The cost of SLS continues to swell, and NASA has launched a new tender to find a partner less spending than Boeing.
In recent years, NASA has started to write a new page in its history; finished, the monolithic institution of the 1960s, the agency now plays the role of a hub in an ecosystem that gives pride of place to the private sector. It has also just launched a new call for tenders, spotted by Interesting Engineering. The goal? Find an industrial partner who can build its Space Launch System at half price!
The SLS will be the armed wing of the future Artemis program, which is due to bring humans back to the moon around 2025. But it has been recognized for some time that the agency will not deal with its design. This task will be delegated to private aerospace; for now, Boeing has taken the lion’s share. As it stands, the firm is supposed to take care of all the central part, with the exception of the engine, the Orion capsule and its mounting bracket.
But when NASA isn’t there, it’s Boeing dancing; the aircraft manufacturer has apparently shown itself to be rather unreliable, with astronomical delays and an explosion in the budget. As it stands, the SLS project has already blithely exceeded ten billion dollars in development alone.
Boeing also explains that it will take around $ 2 billion per SLS launch. A price justified by its status as a pioneer, since it will be the very first copy. But the machine has vocation to be standardized, and to be part of the routine operations of NASA. And for now, the price demanded by Boeing seems incompatible with production on a larger scale.

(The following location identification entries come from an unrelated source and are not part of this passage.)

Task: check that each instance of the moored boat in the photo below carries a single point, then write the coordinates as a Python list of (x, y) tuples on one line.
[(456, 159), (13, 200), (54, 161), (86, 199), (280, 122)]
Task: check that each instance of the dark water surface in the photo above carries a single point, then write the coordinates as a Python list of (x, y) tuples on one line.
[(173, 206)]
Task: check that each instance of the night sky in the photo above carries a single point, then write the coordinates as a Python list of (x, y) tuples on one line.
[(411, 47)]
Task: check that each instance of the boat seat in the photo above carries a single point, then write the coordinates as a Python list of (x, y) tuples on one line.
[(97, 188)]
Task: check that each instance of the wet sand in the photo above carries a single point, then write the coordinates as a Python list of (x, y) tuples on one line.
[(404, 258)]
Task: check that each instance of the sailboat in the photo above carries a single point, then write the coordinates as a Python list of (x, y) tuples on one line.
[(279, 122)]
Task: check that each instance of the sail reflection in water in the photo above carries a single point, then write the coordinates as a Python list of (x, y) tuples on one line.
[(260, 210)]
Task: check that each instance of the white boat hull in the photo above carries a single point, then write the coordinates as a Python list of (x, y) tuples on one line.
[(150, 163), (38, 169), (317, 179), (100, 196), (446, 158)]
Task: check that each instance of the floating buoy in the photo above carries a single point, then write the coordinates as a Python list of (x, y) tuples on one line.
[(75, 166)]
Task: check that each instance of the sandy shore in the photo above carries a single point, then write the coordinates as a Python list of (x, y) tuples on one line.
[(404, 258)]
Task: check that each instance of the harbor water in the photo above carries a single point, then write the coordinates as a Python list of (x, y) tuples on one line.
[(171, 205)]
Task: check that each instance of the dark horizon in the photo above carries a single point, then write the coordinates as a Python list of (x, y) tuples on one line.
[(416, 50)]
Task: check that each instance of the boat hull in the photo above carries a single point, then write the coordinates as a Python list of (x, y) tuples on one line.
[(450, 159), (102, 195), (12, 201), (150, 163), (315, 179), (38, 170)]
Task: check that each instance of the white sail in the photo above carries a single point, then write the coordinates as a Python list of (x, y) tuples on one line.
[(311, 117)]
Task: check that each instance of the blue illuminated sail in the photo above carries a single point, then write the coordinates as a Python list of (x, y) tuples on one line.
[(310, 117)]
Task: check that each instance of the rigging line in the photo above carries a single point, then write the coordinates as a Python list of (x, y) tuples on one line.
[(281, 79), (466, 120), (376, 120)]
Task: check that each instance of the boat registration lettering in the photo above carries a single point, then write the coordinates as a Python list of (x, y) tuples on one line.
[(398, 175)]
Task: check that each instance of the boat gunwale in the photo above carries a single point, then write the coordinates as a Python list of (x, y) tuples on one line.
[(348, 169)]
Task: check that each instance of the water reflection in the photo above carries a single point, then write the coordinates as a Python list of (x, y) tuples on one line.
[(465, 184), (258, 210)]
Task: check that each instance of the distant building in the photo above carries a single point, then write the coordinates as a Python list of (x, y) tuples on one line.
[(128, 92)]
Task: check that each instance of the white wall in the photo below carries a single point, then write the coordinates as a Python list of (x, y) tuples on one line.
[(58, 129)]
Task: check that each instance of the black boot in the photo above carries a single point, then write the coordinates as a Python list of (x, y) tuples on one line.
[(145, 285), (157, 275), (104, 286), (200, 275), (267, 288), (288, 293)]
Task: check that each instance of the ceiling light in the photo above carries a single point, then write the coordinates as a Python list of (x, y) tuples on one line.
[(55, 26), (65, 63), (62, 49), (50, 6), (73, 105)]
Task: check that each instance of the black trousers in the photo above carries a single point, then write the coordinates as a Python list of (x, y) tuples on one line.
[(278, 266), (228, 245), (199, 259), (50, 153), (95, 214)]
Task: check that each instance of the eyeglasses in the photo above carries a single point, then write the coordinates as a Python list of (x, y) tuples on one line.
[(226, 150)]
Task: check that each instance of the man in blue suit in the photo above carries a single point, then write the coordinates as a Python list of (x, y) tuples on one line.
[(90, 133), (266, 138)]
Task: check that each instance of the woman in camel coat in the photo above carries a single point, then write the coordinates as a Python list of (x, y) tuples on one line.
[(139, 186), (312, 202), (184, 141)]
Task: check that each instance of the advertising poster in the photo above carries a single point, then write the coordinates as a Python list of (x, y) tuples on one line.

As a result, NASA is looking for a different partner for the rest of the adventure. Ideally, this should be able to cut that price in half, to reach 1 billion per year. An amount that is still substantial, but more suited to long-term operations. This is an important point, because NASA wants this future partner to commit to making it fly. until the 2050s.
Already obsolete design?
A plan that is not only ambitious, but which seems slightly to against current philosophy, driven by SpaceX and consort. Because today, there is no longer any question of using brute force to send a machine to the Moon at all costs, as we did six times for Apollo. It now seems certain that space will be democratized in the medium term. Reducing costs becomes an absolute priority and this requires new practices. The current trend is therefore more towards recyclable and reusable gear.
However, this is a function for which the SLS simply does not not designed. And by 2050, there is a good chance that this now innovative paradigm will have become a essential standard Of the industry. In this context, the SLS would then have the air of dinosaur, designed in aerospace prehistoric times… Difficult to swallow for a project worth more than 20 billion!
So it will be interesting to see who answers NASA’s call, and how this new collaboration will evolve the agency’s long-term plans. Because even if the SLS is now fully assembled and Artemis is fast approaching, there are still many questions on which we will not be fixed for years!